Depuis son départ du collège, il voyageait par les rangs, achetant pour le compte du père qui les revendait à Montréal, le foin et les autres produits des habitants. À ce régime, sa santé s’était raffermie et son teint avait pris une couleur chaude de bronze doré. Tout le monde l’aimait. Monsieur André ne marchandait jamais, l’offre initiale était toujours l’offre finale.

Arrivé chez lui tard le soir, il n’avait pas le temps de se mêler aux groupes de jeunes gens et de jeunes filles qui les soirs d’été, égayaient la localité.

Il montait à sa chambre, faisait sa toilette avant le souper, dans la grande salle à manger que le plafond bas, avec ses poutres, faisait paraître plus grand. Le père à un bout de la table, la mère à l’autre bout, lui au milieu, Ils semblaient isolés et plus près l’un de l’autre. Deux ou trois soirs par semaine, ils avaient de la visite, c’était soit le Docteur Perrin, le notaire de la place, le curé ou d’autres amis de John. Ces soirs-là, la salle s’animait, les conversations devenaient des discussions où tous les sujets y passaient, politique, religion, etc…

Le repas terminé, on s’installait, l’été sur la vérandah de derrière où l’on avait vue sur la rivière, l’hiver dans le living room, qu’un poêle à deux ponts, vestige des jours anciens, réchauffait.

Madame Dumais apportait la carafe de vin.

C’était un vin qu’elle fabriquait elle-même et dont elle était très fière.

André se mêlait peu à la conversation. Il se contentait d’écouter et d’émettre son opinion de temps à autre ; jamais il ne s’échauffait.

Les soirs qu’il n’y avait personne, il faisait quelques tours dans les allées du jardin et se retirait à sa chambre où il lisait jusqu’à une heure assez avancée.

Ce fut ainsi que sa jeunesse s’écoula D’autres auraient trouvé monotone cette vie sans émotions violentes. Pour lui, elle comportait un charme que chaque jour renouvelait.

Dans la salle à manger, sa mère l’attendait. Elle courut au devant de lui et l’embrassa sur la joue comme chaque fois qu’il revenait d’une absence un peu prolongée.

Un souper succulent l’attendait, auquel il fit honneur. Ce qui eut pour effet de retarder la relation de son voyage, car, s’il n’était pas gourmand, il avait des tendances à être gourmet et considérait que faire bonne chère est l’un des plus grands plaisirs de la vie.
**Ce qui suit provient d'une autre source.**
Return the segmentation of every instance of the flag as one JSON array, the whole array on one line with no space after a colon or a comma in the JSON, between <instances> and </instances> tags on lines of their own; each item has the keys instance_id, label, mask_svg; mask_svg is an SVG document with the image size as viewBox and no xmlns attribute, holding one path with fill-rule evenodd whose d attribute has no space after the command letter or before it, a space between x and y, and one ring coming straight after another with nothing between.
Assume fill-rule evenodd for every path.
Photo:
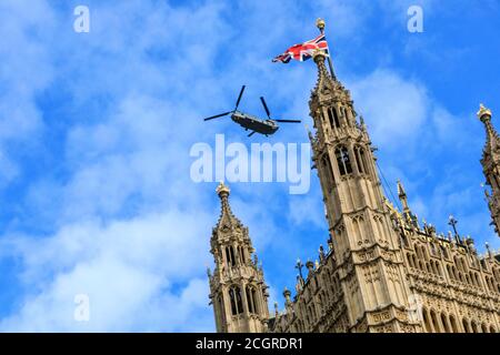
<instances>
[{"instance_id":1,"label":"flag","mask_svg":"<svg viewBox=\"0 0 500 355\"><path fill-rule=\"evenodd\" d=\"M283 54L278 55L272 61L288 63L291 59L300 60L301 62L311 59L314 50L322 50L328 55L328 42L324 34L320 34L313 40L303 42L302 44L294 44L287 49Z\"/></svg>"}]
</instances>

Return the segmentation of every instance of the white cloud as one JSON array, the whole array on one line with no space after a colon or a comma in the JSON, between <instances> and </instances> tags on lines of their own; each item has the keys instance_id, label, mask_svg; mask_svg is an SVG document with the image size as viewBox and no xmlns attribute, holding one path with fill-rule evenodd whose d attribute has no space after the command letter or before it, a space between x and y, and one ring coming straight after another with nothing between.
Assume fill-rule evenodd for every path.
<instances>
[{"instance_id":1,"label":"white cloud","mask_svg":"<svg viewBox=\"0 0 500 355\"><path fill-rule=\"evenodd\" d=\"M376 144L394 150L418 138L416 133L426 122L429 105L420 83L390 70L377 70L348 87Z\"/></svg>"}]
</instances>

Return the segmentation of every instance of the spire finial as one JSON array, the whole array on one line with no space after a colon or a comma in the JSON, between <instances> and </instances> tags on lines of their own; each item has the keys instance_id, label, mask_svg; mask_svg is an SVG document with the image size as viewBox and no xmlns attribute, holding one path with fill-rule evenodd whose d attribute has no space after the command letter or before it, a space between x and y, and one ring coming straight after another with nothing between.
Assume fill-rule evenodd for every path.
<instances>
[{"instance_id":1,"label":"spire finial","mask_svg":"<svg viewBox=\"0 0 500 355\"><path fill-rule=\"evenodd\" d=\"M318 30L321 31L321 33L324 31L324 20L321 18L318 18L316 20L316 27L318 28Z\"/></svg>"},{"instance_id":2,"label":"spire finial","mask_svg":"<svg viewBox=\"0 0 500 355\"><path fill-rule=\"evenodd\" d=\"M480 119L482 122L484 122L488 119L491 119L491 110L484 108L482 103L479 104L478 119Z\"/></svg>"},{"instance_id":3,"label":"spire finial","mask_svg":"<svg viewBox=\"0 0 500 355\"><path fill-rule=\"evenodd\" d=\"M492 254L491 254L491 250L490 250L490 244L488 243L488 242L486 242L484 243L484 246L486 246L486 248L487 248L487 251L488 251L488 257L492 257Z\"/></svg>"},{"instance_id":4,"label":"spire finial","mask_svg":"<svg viewBox=\"0 0 500 355\"><path fill-rule=\"evenodd\" d=\"M223 181L221 181L219 183L219 186L217 186L216 192L220 197L223 197L223 196L227 197L231 193L231 190L227 185L224 185Z\"/></svg>"},{"instance_id":5,"label":"spire finial","mask_svg":"<svg viewBox=\"0 0 500 355\"><path fill-rule=\"evenodd\" d=\"M398 183L398 195L399 195L400 197L401 197L401 196L406 196L407 193L406 193L406 191L404 191L404 186L403 186L402 183L401 183L401 180L398 179L397 183Z\"/></svg>"}]
</instances>

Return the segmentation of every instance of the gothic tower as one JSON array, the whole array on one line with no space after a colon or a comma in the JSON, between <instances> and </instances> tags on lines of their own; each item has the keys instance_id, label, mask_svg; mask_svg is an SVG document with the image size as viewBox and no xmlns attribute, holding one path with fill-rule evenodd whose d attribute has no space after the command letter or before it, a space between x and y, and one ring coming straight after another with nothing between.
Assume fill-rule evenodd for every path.
<instances>
[{"instance_id":1,"label":"gothic tower","mask_svg":"<svg viewBox=\"0 0 500 355\"><path fill-rule=\"evenodd\" d=\"M381 192L374 149L350 92L328 72L317 51L318 82L309 102L333 251L351 332L420 332L409 317L410 291L399 237ZM384 328L374 328L383 320Z\"/></svg>"},{"instance_id":2,"label":"gothic tower","mask_svg":"<svg viewBox=\"0 0 500 355\"><path fill-rule=\"evenodd\" d=\"M269 320L268 293L262 266L253 254L248 227L232 214L230 190L217 187L221 214L210 241L216 262L208 271L210 300L219 333L262 333Z\"/></svg>"},{"instance_id":3,"label":"gothic tower","mask_svg":"<svg viewBox=\"0 0 500 355\"><path fill-rule=\"evenodd\" d=\"M491 124L491 111L482 104L479 108L478 118L484 123L487 142L482 151L481 165L487 179L487 184L491 187L491 194L486 190L488 206L491 212L491 224L500 235L500 139Z\"/></svg>"}]
</instances>

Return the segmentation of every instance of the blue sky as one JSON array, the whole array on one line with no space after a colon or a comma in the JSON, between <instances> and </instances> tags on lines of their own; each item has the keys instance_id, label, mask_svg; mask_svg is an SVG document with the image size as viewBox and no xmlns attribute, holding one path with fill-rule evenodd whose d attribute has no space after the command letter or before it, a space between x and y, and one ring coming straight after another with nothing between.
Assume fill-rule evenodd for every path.
<instances>
[{"instance_id":1,"label":"blue sky","mask_svg":"<svg viewBox=\"0 0 500 355\"><path fill-rule=\"evenodd\" d=\"M73 8L90 9L90 33ZM423 8L424 32L407 30ZM219 216L217 183L196 184L197 142L307 142L302 125L269 139L229 120L232 106L309 126L312 61L271 59L327 36L339 79L401 179L419 217L459 231L483 252L500 240L480 184L479 103L500 126L500 6L477 1L44 1L0 3L0 331L213 331L206 267ZM499 111L500 112L500 111ZM316 172L306 195L284 183L232 184L233 212L250 227L282 306L297 257L328 239ZM73 320L76 294L90 322Z\"/></svg>"}]
</instances>

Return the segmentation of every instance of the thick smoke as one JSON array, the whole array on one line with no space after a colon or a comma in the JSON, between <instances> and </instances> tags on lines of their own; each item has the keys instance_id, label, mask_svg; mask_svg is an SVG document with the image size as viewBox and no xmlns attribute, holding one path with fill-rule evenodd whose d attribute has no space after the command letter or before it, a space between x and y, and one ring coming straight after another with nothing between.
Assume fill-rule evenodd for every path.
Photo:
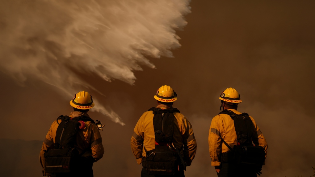
<instances>
[{"instance_id":1,"label":"thick smoke","mask_svg":"<svg viewBox=\"0 0 315 177\"><path fill-rule=\"evenodd\" d=\"M72 97L98 77L131 84L146 56L172 57L189 0L1 1L0 69L24 85L42 81ZM105 94L105 93L104 93ZM124 124L97 100L94 110Z\"/></svg>"}]
</instances>

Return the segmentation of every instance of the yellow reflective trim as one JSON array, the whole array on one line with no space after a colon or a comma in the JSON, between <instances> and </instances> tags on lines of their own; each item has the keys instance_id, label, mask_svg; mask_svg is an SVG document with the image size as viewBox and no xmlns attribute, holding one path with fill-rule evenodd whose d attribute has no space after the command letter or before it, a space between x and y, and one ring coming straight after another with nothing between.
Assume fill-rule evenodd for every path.
<instances>
[{"instance_id":1,"label":"yellow reflective trim","mask_svg":"<svg viewBox=\"0 0 315 177\"><path fill-rule=\"evenodd\" d=\"M138 135L134 131L134 134L132 134L132 137L136 139L137 141L141 142L143 141L143 138L142 137Z\"/></svg>"},{"instance_id":2,"label":"yellow reflective trim","mask_svg":"<svg viewBox=\"0 0 315 177\"><path fill-rule=\"evenodd\" d=\"M220 133L220 131L219 130L213 128L211 128L211 130L210 131L210 132L215 133L219 135L219 136L220 136L220 135L221 134L221 133Z\"/></svg>"},{"instance_id":3,"label":"yellow reflective trim","mask_svg":"<svg viewBox=\"0 0 315 177\"><path fill-rule=\"evenodd\" d=\"M260 131L260 129L258 129L257 131L257 136L259 137L259 135L261 134L261 131Z\"/></svg>"}]
</instances>

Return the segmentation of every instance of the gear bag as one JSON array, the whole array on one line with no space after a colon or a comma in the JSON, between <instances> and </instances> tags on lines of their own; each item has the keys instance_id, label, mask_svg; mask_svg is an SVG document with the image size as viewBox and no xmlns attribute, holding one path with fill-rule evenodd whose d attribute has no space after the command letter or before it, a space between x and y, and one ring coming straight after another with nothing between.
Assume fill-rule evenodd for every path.
<instances>
[{"instance_id":1,"label":"gear bag","mask_svg":"<svg viewBox=\"0 0 315 177\"><path fill-rule=\"evenodd\" d=\"M59 119L61 120L60 123L58 122ZM57 118L57 123L59 125L56 132L55 143L52 148L49 149L44 154L46 172L72 172L77 166L76 163L83 158L81 156L88 149L79 154L79 152L74 147L77 134L81 125L78 121L79 121L94 123L93 120L88 117L72 118L61 115Z\"/></svg>"},{"instance_id":2,"label":"gear bag","mask_svg":"<svg viewBox=\"0 0 315 177\"><path fill-rule=\"evenodd\" d=\"M248 114L243 113L237 115L228 110L225 110L219 114L227 114L233 120L238 143L232 148L222 139L223 142L231 151L221 154L221 162L233 162L241 166L257 170L261 169L265 162L265 149L261 146L253 145L252 138L258 136Z\"/></svg>"},{"instance_id":3,"label":"gear bag","mask_svg":"<svg viewBox=\"0 0 315 177\"><path fill-rule=\"evenodd\" d=\"M156 145L153 149L147 151L146 157L142 159L142 166L150 174L174 174L180 168L182 170L186 163L178 150L174 146L174 112L179 112L176 108L163 109L152 108ZM172 147L173 147L172 148Z\"/></svg>"}]
</instances>

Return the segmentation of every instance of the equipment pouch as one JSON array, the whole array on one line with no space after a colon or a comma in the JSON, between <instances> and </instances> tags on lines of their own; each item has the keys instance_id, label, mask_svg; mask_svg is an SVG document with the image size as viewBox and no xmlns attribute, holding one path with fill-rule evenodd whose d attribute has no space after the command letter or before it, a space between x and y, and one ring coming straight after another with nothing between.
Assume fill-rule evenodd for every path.
<instances>
[{"instance_id":1,"label":"equipment pouch","mask_svg":"<svg viewBox=\"0 0 315 177\"><path fill-rule=\"evenodd\" d=\"M178 170L179 157L177 153L168 148L149 151L142 159L142 166L150 174L174 174Z\"/></svg>"},{"instance_id":2,"label":"equipment pouch","mask_svg":"<svg viewBox=\"0 0 315 177\"><path fill-rule=\"evenodd\" d=\"M75 166L78 153L69 148L52 149L45 152L45 171L46 173L68 173Z\"/></svg>"},{"instance_id":3,"label":"equipment pouch","mask_svg":"<svg viewBox=\"0 0 315 177\"><path fill-rule=\"evenodd\" d=\"M240 165L251 166L261 168L265 162L266 153L261 146L236 146L234 158L236 163Z\"/></svg>"}]
</instances>

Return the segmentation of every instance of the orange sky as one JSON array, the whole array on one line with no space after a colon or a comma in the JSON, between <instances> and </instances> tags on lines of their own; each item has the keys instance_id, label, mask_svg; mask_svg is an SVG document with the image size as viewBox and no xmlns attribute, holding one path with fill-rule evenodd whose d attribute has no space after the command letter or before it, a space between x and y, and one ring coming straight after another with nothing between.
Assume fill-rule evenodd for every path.
<instances>
[{"instance_id":1,"label":"orange sky","mask_svg":"<svg viewBox=\"0 0 315 177\"><path fill-rule=\"evenodd\" d=\"M262 176L310 176L315 165L315 2L193 1L190 5L187 25L176 32L182 46L172 51L174 58L150 58L157 69L143 66L135 72L134 85L78 73L106 95L89 92L93 97L126 124L89 113L106 125L101 132L105 154L94 164L94 176L139 176L141 167L130 139L142 114L155 106L157 89L166 84L177 94L174 106L190 121L197 140L186 176L216 176L207 138L219 112L218 98L230 87L243 100L238 110L254 118L268 143ZM1 72L0 80L0 138L41 140L53 121L72 110L72 97L41 81L29 78L21 87Z\"/></svg>"}]
</instances>

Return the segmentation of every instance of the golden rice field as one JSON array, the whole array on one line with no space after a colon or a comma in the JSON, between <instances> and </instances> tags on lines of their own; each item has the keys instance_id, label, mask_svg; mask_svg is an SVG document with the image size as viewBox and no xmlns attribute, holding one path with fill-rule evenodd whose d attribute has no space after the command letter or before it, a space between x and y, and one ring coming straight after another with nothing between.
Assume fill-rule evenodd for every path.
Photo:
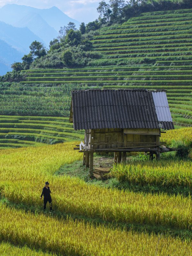
<instances>
[{"instance_id":1,"label":"golden rice field","mask_svg":"<svg viewBox=\"0 0 192 256\"><path fill-rule=\"evenodd\" d=\"M44 252L40 250L36 251L30 249L26 245L21 248L14 246L9 243L0 242L0 255L1 256L57 256L55 253Z\"/></svg>"},{"instance_id":2,"label":"golden rice field","mask_svg":"<svg viewBox=\"0 0 192 256\"><path fill-rule=\"evenodd\" d=\"M133 184L192 186L192 162L190 160L118 164L113 166L111 173L120 181Z\"/></svg>"},{"instance_id":3,"label":"golden rice field","mask_svg":"<svg viewBox=\"0 0 192 256\"><path fill-rule=\"evenodd\" d=\"M16 204L22 204L37 210L33 214L0 205L0 241L11 244L1 244L0 255L2 248L12 252L11 255L28 255L28 251L31 253L30 250L31 255L41 256L48 255L51 252L57 256L60 254L71 256L191 255L192 244L189 238L181 240L168 234L149 235L101 224L96 227L70 218L59 219L39 213L43 207L39 196L45 181L48 180L54 209L64 215L100 219L111 223L160 225L170 230L191 232L192 200L189 196L109 189L88 184L76 178L54 175L63 165L82 158L82 154L73 150L77 143L0 150L1 196ZM180 180L185 185L191 186L191 180L188 180L191 175L190 163L178 162L175 165L171 163L169 170L166 171L165 163L161 163L158 169L154 162L151 169L148 168L145 182L151 179L158 180L165 173L165 180L170 184ZM183 170L187 168L184 177ZM153 173L156 173L155 178ZM141 177L135 172L136 177L139 177L139 174ZM33 254L34 247L37 250ZM42 252L39 251L40 249Z\"/></svg>"},{"instance_id":4,"label":"golden rice field","mask_svg":"<svg viewBox=\"0 0 192 256\"><path fill-rule=\"evenodd\" d=\"M110 221L191 229L192 201L189 196L124 192L91 186L76 178L53 175L62 165L82 157L73 150L74 145L0 151L2 195L15 203L40 207L42 187L45 180L49 180L54 191L55 208L61 212ZM31 186L33 189L29 189Z\"/></svg>"},{"instance_id":5,"label":"golden rice field","mask_svg":"<svg viewBox=\"0 0 192 256\"><path fill-rule=\"evenodd\" d=\"M160 140L169 145L174 141L177 141L192 147L192 128L188 127L169 130L166 133L161 133Z\"/></svg>"},{"instance_id":6,"label":"golden rice field","mask_svg":"<svg viewBox=\"0 0 192 256\"><path fill-rule=\"evenodd\" d=\"M94 227L70 218L58 220L42 214L26 213L0 207L0 237L5 241L62 255L104 256L190 255L191 242L167 236L131 230L121 230L103 225ZM46 227L46 228L45 228ZM38 254L37 254L38 255ZM41 254L40 254L41 255Z\"/></svg>"}]
</instances>

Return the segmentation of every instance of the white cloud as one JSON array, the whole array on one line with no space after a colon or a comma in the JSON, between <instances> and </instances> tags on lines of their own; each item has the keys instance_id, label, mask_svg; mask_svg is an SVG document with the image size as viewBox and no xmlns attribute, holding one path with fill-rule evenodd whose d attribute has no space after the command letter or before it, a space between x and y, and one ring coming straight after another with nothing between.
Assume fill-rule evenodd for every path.
<instances>
[{"instance_id":1,"label":"white cloud","mask_svg":"<svg viewBox=\"0 0 192 256\"><path fill-rule=\"evenodd\" d=\"M100 2L100 0L73 0L70 1L70 3L72 4L78 4L86 5L94 3L99 3L99 2Z\"/></svg>"}]
</instances>

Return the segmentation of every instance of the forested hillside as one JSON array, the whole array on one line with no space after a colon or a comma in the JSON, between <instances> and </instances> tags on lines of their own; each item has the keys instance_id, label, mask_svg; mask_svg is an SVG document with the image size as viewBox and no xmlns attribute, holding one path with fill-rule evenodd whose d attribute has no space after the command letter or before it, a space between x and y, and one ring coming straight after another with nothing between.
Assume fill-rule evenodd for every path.
<instances>
[{"instance_id":1,"label":"forested hillside","mask_svg":"<svg viewBox=\"0 0 192 256\"><path fill-rule=\"evenodd\" d=\"M82 138L67 121L47 119L69 116L76 89L165 89L175 127L192 127L192 9L145 12L89 32L71 23L48 52L33 42L23 62L0 77L1 147ZM38 124L20 116L26 115Z\"/></svg>"},{"instance_id":2,"label":"forested hillside","mask_svg":"<svg viewBox=\"0 0 192 256\"><path fill-rule=\"evenodd\" d=\"M192 17L192 9L150 12L105 27L91 40L102 57L89 67L27 70L21 84L166 89L175 124L191 125Z\"/></svg>"}]
</instances>

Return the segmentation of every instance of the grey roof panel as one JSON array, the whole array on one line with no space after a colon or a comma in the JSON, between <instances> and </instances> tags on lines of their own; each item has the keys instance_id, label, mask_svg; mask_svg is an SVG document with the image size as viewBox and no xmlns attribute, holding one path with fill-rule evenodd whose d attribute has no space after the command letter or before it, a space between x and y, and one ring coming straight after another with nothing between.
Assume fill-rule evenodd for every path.
<instances>
[{"instance_id":1,"label":"grey roof panel","mask_svg":"<svg viewBox=\"0 0 192 256\"><path fill-rule=\"evenodd\" d=\"M159 121L172 122L165 92L152 92Z\"/></svg>"},{"instance_id":2,"label":"grey roof panel","mask_svg":"<svg viewBox=\"0 0 192 256\"><path fill-rule=\"evenodd\" d=\"M165 92L153 92L152 95L160 127L174 129L174 126Z\"/></svg>"}]
</instances>

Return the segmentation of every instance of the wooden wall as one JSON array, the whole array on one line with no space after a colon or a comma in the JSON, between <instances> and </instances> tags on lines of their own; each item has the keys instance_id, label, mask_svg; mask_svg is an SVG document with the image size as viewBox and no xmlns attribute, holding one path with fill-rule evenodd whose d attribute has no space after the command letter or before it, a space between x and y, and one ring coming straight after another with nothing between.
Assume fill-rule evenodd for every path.
<instances>
[{"instance_id":1,"label":"wooden wall","mask_svg":"<svg viewBox=\"0 0 192 256\"><path fill-rule=\"evenodd\" d=\"M160 129L106 128L86 130L85 144L92 149L154 147L159 145L160 135Z\"/></svg>"},{"instance_id":2,"label":"wooden wall","mask_svg":"<svg viewBox=\"0 0 192 256\"><path fill-rule=\"evenodd\" d=\"M123 147L123 129L95 129L93 130L93 148L111 148Z\"/></svg>"}]
</instances>

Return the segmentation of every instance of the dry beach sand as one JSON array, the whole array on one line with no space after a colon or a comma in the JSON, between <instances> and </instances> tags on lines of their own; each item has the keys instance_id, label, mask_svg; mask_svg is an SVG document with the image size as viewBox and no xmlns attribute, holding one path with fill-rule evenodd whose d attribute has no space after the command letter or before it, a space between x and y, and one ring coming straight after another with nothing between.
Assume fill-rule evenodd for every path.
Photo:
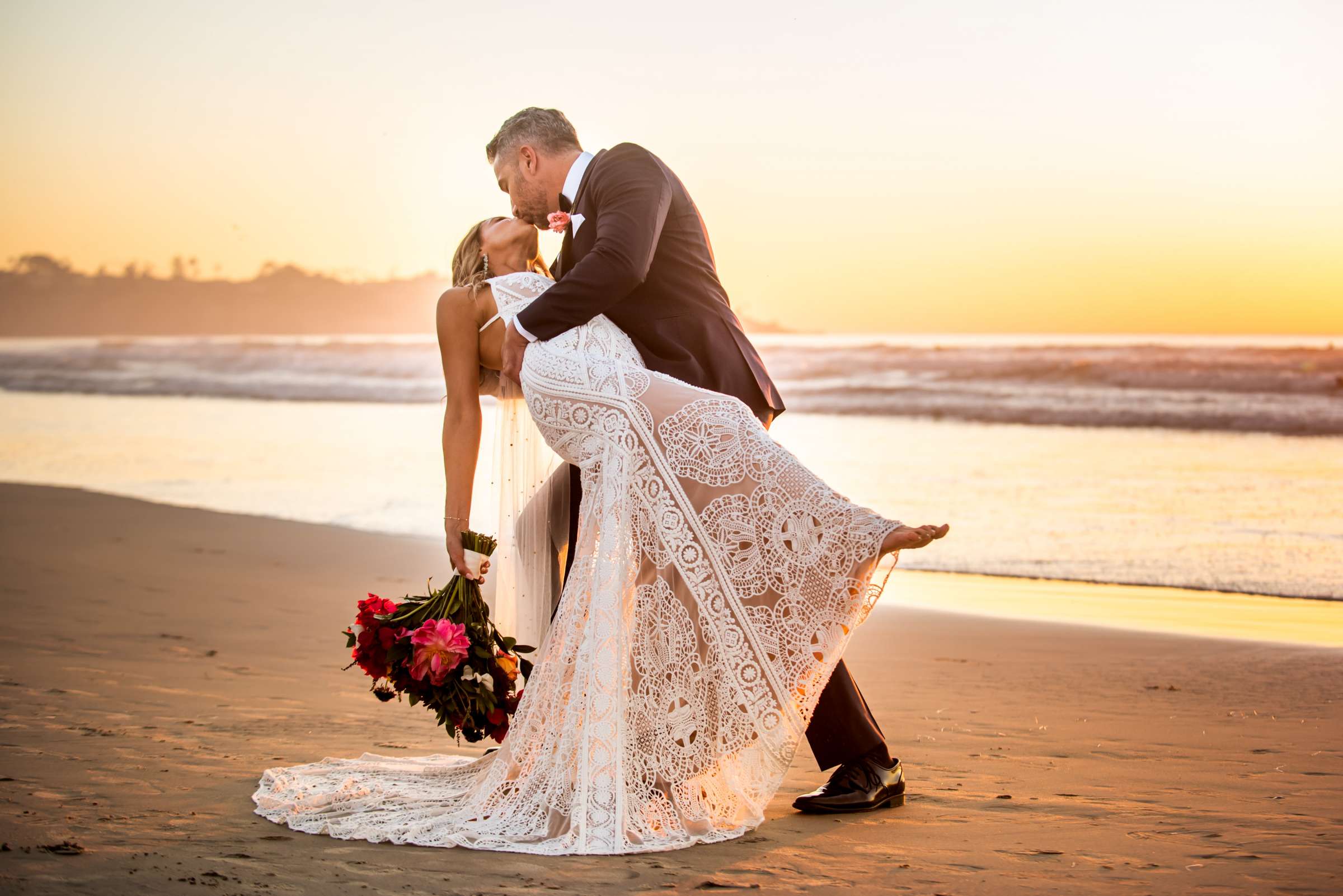
<instances>
[{"instance_id":1,"label":"dry beach sand","mask_svg":"<svg viewBox=\"0 0 1343 896\"><path fill-rule=\"evenodd\" d=\"M341 671L337 634L364 592L446 581L435 541L78 488L0 484L0 504L7 893L1343 888L1343 651L1245 640L1256 617L1228 624L1237 640L886 601L846 656L905 762L902 807L795 813L825 778L803 743L766 824L725 844L560 858L398 846L289 830L250 795L269 766L458 751L428 714ZM931 575L897 569L886 596ZM1025 585L937 575L920 602L995 587ZM1093 610L1142 590L1050 589ZM1156 596L1176 597L1187 613L1244 609ZM1343 637L1343 606L1281 604L1283 630L1272 605L1254 610L1273 637Z\"/></svg>"}]
</instances>

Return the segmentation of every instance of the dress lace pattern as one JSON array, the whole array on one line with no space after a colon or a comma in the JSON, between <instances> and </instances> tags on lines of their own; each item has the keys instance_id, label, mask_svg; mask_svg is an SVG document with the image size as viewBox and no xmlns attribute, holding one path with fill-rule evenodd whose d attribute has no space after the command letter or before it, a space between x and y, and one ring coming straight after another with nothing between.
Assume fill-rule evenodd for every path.
<instances>
[{"instance_id":1,"label":"dress lace pattern","mask_svg":"<svg viewBox=\"0 0 1343 896\"><path fill-rule=\"evenodd\" d=\"M490 282L516 315L551 280ZM649 370L604 315L533 342L522 392L576 464L576 559L502 746L267 769L255 813L338 838L635 853L764 821L898 520L737 398ZM889 573L888 573L889 574Z\"/></svg>"}]
</instances>

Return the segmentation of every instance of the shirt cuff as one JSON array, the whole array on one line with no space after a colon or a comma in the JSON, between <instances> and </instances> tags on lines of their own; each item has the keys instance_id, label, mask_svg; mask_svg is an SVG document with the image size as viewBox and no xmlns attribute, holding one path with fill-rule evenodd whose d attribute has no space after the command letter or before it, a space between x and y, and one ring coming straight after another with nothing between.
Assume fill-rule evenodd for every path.
<instances>
[{"instance_id":1,"label":"shirt cuff","mask_svg":"<svg viewBox=\"0 0 1343 896\"><path fill-rule=\"evenodd\" d=\"M526 327L524 327L522 322L518 321L517 318L513 318L513 329L516 329L518 333L521 333L524 337L526 337L528 342L536 342L536 337L532 335L530 333L528 333Z\"/></svg>"}]
</instances>

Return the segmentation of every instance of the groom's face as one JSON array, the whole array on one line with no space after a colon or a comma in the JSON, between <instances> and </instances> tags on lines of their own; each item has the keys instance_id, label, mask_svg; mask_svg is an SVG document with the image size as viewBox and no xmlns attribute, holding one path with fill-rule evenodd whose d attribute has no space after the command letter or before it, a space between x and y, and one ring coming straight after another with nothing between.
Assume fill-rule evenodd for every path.
<instances>
[{"instance_id":1,"label":"groom's face","mask_svg":"<svg viewBox=\"0 0 1343 896\"><path fill-rule=\"evenodd\" d=\"M556 205L559 190L551 196L541 176L540 162L530 146L522 146L509 157L500 154L494 158L494 177L513 204L513 216L537 229L544 229L549 225L547 216L559 208Z\"/></svg>"}]
</instances>

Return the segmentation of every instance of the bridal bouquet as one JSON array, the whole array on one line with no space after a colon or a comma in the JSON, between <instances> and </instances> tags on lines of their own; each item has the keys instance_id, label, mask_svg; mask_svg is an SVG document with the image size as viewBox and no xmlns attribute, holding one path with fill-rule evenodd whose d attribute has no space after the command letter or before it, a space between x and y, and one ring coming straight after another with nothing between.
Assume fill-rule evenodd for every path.
<instances>
[{"instance_id":1,"label":"bridal bouquet","mask_svg":"<svg viewBox=\"0 0 1343 896\"><path fill-rule=\"evenodd\" d=\"M496 545L462 533L467 551L489 557ZM404 693L411 706L424 704L454 738L502 743L532 673L518 655L533 648L498 633L477 582L458 574L441 589L426 587L427 596L400 602L372 592L359 601L355 624L341 632L355 659L345 668L364 669L379 700Z\"/></svg>"}]
</instances>

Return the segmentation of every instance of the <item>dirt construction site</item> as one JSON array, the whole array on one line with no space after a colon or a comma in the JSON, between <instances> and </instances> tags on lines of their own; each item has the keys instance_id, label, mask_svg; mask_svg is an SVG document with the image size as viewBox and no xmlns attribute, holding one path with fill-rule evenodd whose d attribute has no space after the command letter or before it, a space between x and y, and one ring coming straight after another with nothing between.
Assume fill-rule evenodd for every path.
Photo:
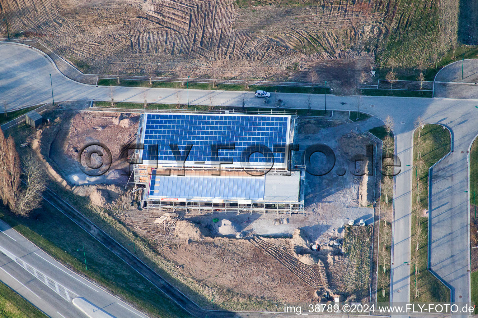
<instances>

Ce ne fut que plus tard dans la soirée qu’il raconta par le détail toutes les péripéties de son voyage à Montréal. Il en oublia une cependant, celle de la rencontre coin Ste-Catherine et St-Denis, de la jeune fille inconnue qui lui fit retarder son arrivée chez tante Germaine.

Et comme ou le pressait de questions sur ce qu’il avait l’intention de faire, il annonça que dès le lendemain il partirait pour Montréal et définitivement.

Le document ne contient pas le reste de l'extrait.